Analyzing returns and volatility trends is an essential factor before investing in any asset class, irrespective of the time frame you are planning to stay invested. Investors who have a long-term view of over 5 years should aim for disciplined investing instead of trying to time the markets. In this long-term perspective, Gold has provided more than 11 per cent CAGR returns and silver has given 9 per cent CAGR returns in the last 20 years. Recent years have seen silver underperforming gold, but understanding volatility requires comparing returns across various time frames. However one should compare the returns of these investments at different time frames to understand the volatility of their investments especially during periods of global uncertainty. Especially with the tightening of tension in the Middle East, with the Iran-Israel tensions, such an analysis would be beneficial.

Returns: Gold vs Silver

 If we take only the last year, gold boasted an impressive 19 per cent return as of April 17, 2024. In the last year, silver gave a return of 9 per cent as per Value research data of mutual investing in both silver and gold ETF. The returns from gold are 17 per cent if we take the returns of the last 5 years. However, Silver ETFs were not available 5 years back. According to a report from Business Today, silver prices have jumped 85 per cent in the last 5 years to Rs 70,111 per kilogram in August 2023 from Rs 37,862. The peak price was Rs 76,801 scaled on May 5, 2023, while its five-year low was Rs 34,867 touched on March 17, 2020. A similar hike was seen in the price of gold so over extended tenure both metals have given similar returns.

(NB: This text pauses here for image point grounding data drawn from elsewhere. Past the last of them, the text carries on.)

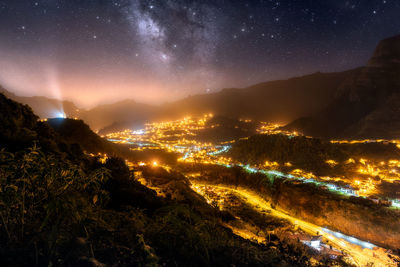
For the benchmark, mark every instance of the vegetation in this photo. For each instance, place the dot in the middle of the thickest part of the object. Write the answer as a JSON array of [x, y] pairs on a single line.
[[61, 207]]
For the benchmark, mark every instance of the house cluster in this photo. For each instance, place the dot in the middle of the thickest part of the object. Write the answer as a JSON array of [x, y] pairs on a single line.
[[316, 244]]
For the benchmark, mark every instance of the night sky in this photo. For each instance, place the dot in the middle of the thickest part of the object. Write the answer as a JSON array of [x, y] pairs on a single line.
[[96, 51]]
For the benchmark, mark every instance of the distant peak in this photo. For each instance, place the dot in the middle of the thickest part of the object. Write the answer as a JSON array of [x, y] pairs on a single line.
[[387, 53]]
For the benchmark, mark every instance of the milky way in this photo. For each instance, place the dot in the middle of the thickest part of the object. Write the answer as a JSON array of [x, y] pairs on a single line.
[[97, 51]]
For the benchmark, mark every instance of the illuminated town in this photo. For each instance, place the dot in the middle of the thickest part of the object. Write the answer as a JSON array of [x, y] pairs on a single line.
[[199, 133], [180, 137]]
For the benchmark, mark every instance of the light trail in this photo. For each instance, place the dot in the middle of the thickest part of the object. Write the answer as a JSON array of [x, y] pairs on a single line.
[[352, 246]]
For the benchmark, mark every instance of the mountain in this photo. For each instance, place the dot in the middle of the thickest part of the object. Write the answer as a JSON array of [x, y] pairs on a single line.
[[118, 116], [279, 101], [62, 207], [45, 107], [366, 105]]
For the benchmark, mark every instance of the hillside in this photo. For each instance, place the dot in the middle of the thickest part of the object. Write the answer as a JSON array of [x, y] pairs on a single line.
[[61, 207], [279, 101], [45, 107], [366, 104]]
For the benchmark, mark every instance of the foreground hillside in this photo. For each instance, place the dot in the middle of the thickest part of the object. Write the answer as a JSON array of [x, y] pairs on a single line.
[[62, 207]]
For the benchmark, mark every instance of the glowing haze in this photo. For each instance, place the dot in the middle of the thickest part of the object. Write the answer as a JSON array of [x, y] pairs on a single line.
[[99, 51]]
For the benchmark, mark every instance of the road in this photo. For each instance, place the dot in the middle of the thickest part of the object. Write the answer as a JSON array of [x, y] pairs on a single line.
[[361, 256]]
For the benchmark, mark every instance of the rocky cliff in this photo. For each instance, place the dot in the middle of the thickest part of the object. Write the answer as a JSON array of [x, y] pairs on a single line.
[[365, 104]]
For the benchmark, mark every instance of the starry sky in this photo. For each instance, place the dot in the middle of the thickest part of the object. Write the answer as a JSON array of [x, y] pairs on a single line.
[[100, 51]]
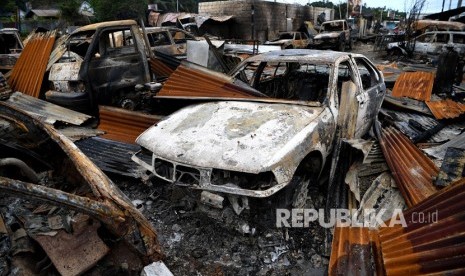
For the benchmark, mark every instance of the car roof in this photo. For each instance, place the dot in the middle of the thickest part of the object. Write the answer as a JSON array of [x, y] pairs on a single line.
[[93, 27], [292, 55]]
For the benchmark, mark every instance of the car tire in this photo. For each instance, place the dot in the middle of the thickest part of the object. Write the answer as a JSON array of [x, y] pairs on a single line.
[[78, 101]]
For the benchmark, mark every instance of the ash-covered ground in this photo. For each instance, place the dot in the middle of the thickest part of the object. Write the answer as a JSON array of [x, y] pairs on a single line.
[[196, 244]]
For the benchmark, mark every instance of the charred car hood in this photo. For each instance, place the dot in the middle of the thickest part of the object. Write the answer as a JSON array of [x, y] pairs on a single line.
[[327, 35], [238, 136]]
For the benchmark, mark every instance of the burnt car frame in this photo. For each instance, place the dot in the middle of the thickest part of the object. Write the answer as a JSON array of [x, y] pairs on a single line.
[[258, 146], [335, 34]]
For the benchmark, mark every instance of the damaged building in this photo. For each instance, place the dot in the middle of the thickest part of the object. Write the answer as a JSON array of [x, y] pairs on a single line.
[[262, 20]]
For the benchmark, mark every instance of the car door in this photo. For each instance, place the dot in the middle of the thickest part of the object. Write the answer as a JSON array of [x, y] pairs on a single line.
[[114, 63], [459, 42], [435, 47], [422, 43], [372, 91]]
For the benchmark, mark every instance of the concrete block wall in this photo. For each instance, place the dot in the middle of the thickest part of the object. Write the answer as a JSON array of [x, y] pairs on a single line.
[[269, 17]]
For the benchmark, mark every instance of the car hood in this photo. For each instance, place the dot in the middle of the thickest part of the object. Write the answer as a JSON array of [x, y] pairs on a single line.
[[327, 35], [232, 135]]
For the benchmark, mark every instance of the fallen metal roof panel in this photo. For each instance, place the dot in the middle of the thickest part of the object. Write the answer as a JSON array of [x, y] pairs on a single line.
[[45, 111], [412, 170], [29, 70], [446, 109], [123, 125], [354, 251], [111, 156], [440, 151], [452, 169], [191, 80], [415, 85], [434, 246]]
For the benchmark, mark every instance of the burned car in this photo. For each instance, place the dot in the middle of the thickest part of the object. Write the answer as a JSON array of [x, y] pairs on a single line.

Volatility Of Gold vs Silver

When examining the volatility of both metals, gold had reached an all-time high in August 2020, when the world was hit by a pandemic and market uncertainties ensued. The surge in gold prices may have convinced you to invest in gold bullion as a more profitable option. Since then the prices have slumped. The returns slumped from 9.9 per cent to 5.98 per cent in 8 months. It was about mid-2022 when gold regained its lost value comparatively. On the other hand, the fall in silver was more severe, it was USD 34.33 per ounce in August 2020 when the pandemic hit, and in September 2022, the price was just USD 20 per ounce when gold had already gained its lost value. So it is clearly more volatile than gold.

Silver's volatility is mainly due to industrial demand being its primary market driver, which is tied closely to economic cycles. So minute fluctuations in supply and demand dynamics in times of economic uncertainties can significantly impact silver prices.

On the other hand, Gold is known for its role as an inflation hedge and tends to outperform equity during periods of high inflation. But to truly get the hedging potential of any asset, around 30 per cent allocation, is required. But with 9 per cent returns in 10 years, a retail investor should not put more than 5 to 10 per cent of his portfolio in gold.